The model for ENSO includes a nonlinear search feature that finds the best-fit tidal forcing parameters. This is similar to what a conventional ocean tidal analysis program performs — finding the best-fitting lunar tidal parameters based on a measured historic interval of hundreds of cycles. Since tidal cycles are abundant — occurring at least once per day — it doesn’t take much data collected over a course of time to do an analysis. In contrast, the ENSO model cycles over the course of years, so we have to use as much data as we can, yet still allow test intervals.
What follows is the recipe (more involved than the short recipe) that will guarantee a deterministic best-fit from a clean slate each time. Very little initial condition information is needed to start with, so that the final result can be confidently recovered each time, independent of training interval.
For the ENSO model, a few parameters are required for seeding. The seasonal impulse is always fixed to be around mid-November. And the biennial Mathieu modulation is set to 0.25 with a peak at the same point in mid-November. The anomalistic lunar variation is set according to the previous post. For the differential equation, the lag derivative is set to 0.8 (i.e. 0.8 of the previous month’s value becomes the current value) and the positive feedback from the previous year is set to -0.15 (i.e. last year’s value at the current time is fed with a reverse sign to promote a see-saw effect).
The most convenient training interval is to split the ENSO time-series exactly in half and use the other half as the test interval.
From this point, the non-linear solver is allowed to vary the phases and amplitudes of the Draconic and Anomalistic lunar monthly cycles to maximize the correlation coefficient: correl(Data[ ],Model[ ]). The nonlinear harmonics D2, D3, D4, and A3 are included but allowed to vary in only their amplitude since the phase is locked in to the fundamentals for D and A. None of the non-linear mixed terms are included yet. A simultaneous constraint is set so that the lunar factors also minimize the error to the known LOD variation. The initial seed for D and D2 is shown below to roughly match the LOD variations (see below the calibration interval in the bottom panel).
After running with this set, the solver comes close to finding a good fit, but the other harmonics need to be included. Before doing that, it’s best to do another solver run with a DC offset in the forcing and in the model output to adjust for any positive/negative imbalance in the waveform (this is done only at this point to prevent if from getting too large in the initial solution, as it is quite a small correction).
After including the next set of mixed harmonics (up to 4th order) to the solver set, run the solver again.

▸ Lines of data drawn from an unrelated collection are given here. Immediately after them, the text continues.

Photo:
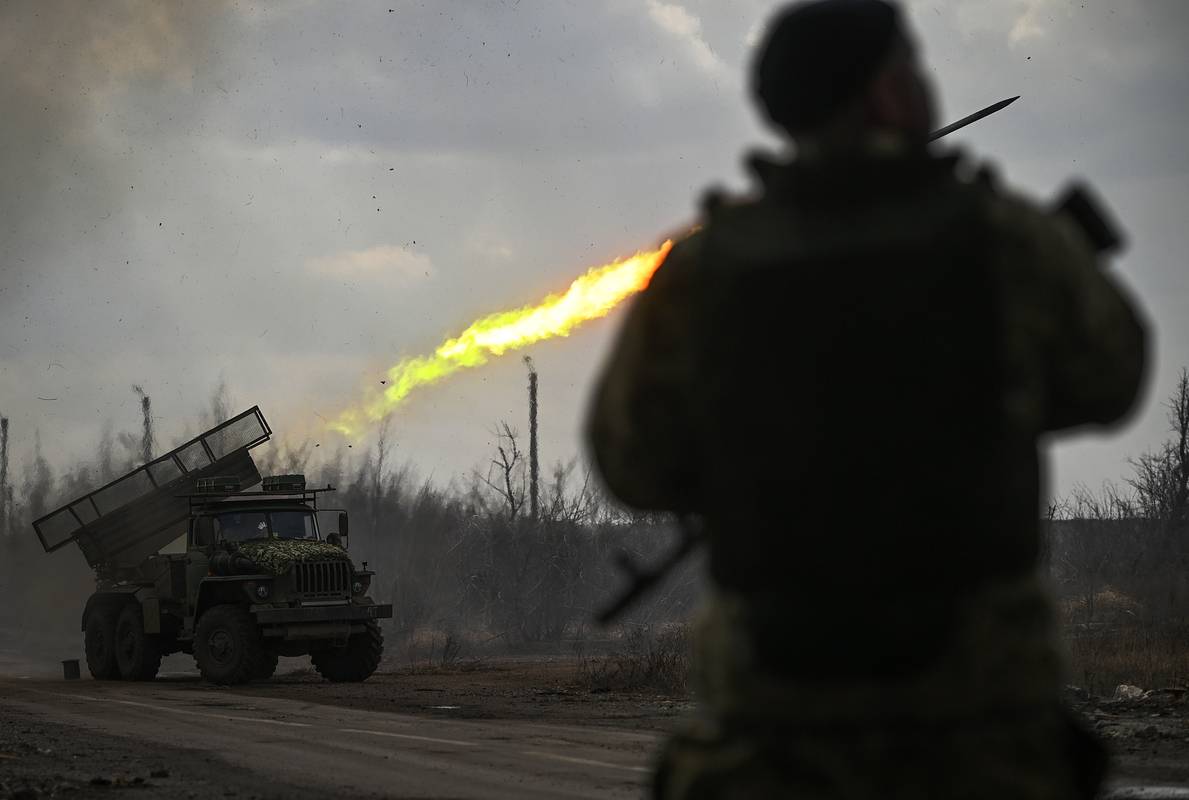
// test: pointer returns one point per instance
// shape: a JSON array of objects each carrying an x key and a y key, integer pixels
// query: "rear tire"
[
  {"x": 137, "y": 654},
  {"x": 356, "y": 661},
  {"x": 227, "y": 646},
  {"x": 99, "y": 643}
]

This can be a slow process as more factors are included, depending on the speed of the computer running the solver.
This is an interim solution when using the higher (1950-2016) interval for training:
The correlation coefficient reaches 0.66 in the training interval and over 0.5 in the test, so one can see that the model behavior is emerging.
Finally, we can add the 5th order factors, including all these [ A, D, AD, A2, D2, A2D, AD2, A3, D3, A2D2, A3D, AD3, A4, D4, A2D3, A3D2, A4D1, A1D4, A5, D5 ]. The Mathieu modulation is allowed to vary as is the seasonal modulation position. The amplitude of the anomalistic period variation is also allowed to vary. This part can take quite a long time to converge to a solution, as the added factors need to be iteratively tweeked during the non-linear search process.
One trick in the final stages is to restart the solver after it converges. But before restarting, relax the amplitude of the model output so that it can do an extra gradient search to further refine the fit. Also, the higher-order mixed terms can be re-zeroed and then refit in case too much over-fitting occurs. This can be done a few times, and should actually be performed on the solution in the chart above. What can happen is that the solver finds a local valley that it is unable to migrate out of. As more parameters are added, more possibilities exist to get stuck and the solver exhausts combinations as it tries to get unstuck. In some ways, the fitting process is an art-form in itself, needing occasional input to get it unstuck and back on track. The rule to remember is that as in conventional tidal analysis, the lowest order terms will contribute most to the fit and the higher order terms fill in the details.
Next, try the complementary direction — i.e. zero the numbers and use the lower training interval (1880-1950). As a practical matter, using smaller training intervals, such as the interval from 1900 to 1920, works well in guiding the solution in the right direction. However, that will result in over-fitting, so the interval is widened after the initial run. Eventually, the parameter solution will be almost identical to the higher interval as shown earlier. And this solution is not tainted in any way, as reversing the training and test intervals contributes no prior bias.
For the differential equation solver, I used a simple Excel spreadsheet. In the past, I have used Mathematica to do the DiffEq integration integrated with a best-fit solver (note that Mathematica doesn’t allow a correlation coefficient as the objective target), but don’t have a license at the moment and using a spreadsheet demonstrates how low the mathematical hurdle is.